Le théorème de l'électeur médian stipule qu'il existe des cas où, pour un individu, la probabilité de changer le résultat d'un vote à l'aide de son seul vote ("votant pivot") est quasiment nulle, le choix médian étant généralement plébicité. Par conséquent, dans les cas en question, et si les agents sont rationnels et égoïstes, le coût d'aller voter (déplacement, et éventuellement collecte préalable d'informations) est généralement supérieur à l'espérance de gain ou à l'utilité que le votant lui attribue.

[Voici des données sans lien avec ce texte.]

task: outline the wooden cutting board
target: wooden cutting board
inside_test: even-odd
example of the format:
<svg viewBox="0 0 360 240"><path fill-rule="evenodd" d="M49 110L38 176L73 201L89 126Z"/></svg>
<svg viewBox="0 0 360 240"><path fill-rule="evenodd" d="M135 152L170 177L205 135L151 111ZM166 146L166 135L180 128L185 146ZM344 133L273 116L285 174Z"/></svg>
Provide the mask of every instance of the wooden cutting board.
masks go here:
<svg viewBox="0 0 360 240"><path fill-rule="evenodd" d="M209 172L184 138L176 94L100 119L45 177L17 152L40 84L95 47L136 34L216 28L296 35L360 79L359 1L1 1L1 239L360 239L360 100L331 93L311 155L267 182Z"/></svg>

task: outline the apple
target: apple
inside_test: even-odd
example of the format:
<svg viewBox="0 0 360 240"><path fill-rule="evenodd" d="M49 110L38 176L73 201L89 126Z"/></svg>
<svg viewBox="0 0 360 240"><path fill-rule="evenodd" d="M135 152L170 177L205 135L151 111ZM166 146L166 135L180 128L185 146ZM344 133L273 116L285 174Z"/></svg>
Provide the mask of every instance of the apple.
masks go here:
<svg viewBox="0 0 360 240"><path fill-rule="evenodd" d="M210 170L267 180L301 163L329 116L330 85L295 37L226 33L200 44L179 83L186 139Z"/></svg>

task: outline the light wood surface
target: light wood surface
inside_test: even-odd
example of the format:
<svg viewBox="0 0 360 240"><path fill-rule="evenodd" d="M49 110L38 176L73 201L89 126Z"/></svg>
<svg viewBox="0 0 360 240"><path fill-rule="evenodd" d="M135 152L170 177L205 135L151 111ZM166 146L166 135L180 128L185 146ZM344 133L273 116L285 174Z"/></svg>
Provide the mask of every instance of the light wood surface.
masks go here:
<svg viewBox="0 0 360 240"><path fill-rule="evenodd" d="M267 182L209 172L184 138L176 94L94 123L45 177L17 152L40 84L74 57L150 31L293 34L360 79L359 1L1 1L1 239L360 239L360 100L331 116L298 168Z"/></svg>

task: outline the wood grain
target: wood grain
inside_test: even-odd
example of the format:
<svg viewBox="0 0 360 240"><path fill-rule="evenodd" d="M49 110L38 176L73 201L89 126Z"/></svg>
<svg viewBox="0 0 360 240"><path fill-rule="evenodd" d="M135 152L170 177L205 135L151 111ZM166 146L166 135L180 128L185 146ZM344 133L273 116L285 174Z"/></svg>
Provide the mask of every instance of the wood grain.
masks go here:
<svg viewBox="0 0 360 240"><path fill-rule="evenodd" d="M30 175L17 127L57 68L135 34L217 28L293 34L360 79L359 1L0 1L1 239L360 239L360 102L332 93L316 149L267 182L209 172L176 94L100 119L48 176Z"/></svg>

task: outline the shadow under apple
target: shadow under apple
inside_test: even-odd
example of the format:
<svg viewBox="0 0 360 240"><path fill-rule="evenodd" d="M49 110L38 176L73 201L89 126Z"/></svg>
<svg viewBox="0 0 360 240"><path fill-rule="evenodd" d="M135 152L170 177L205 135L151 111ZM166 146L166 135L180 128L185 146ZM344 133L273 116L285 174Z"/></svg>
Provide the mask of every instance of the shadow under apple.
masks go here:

Cependant il s'agit là d'une analyse individualiste du vote. Or celui-ci participe bien plus d'une approche collective. L'humain peut parfois placer l'intérêt collectif avant son intérêt individuel. Il peut s'agir notamment de participer à la légitimation démocratique d'une décision, quelle qu'elle soit, en maximisant le taux de participation. D'autre part la cyberdémocratie réduit le coût individuel du vote.

Échelle
globale

Élément majeur de la théorie du choix social, le théorème d'impossibilité d'Arrow (ou encore paradoxe de Condorcet) stipule que dans certains cas il n'est pas possible d'agréger des jugements portant sur trois options ou plus.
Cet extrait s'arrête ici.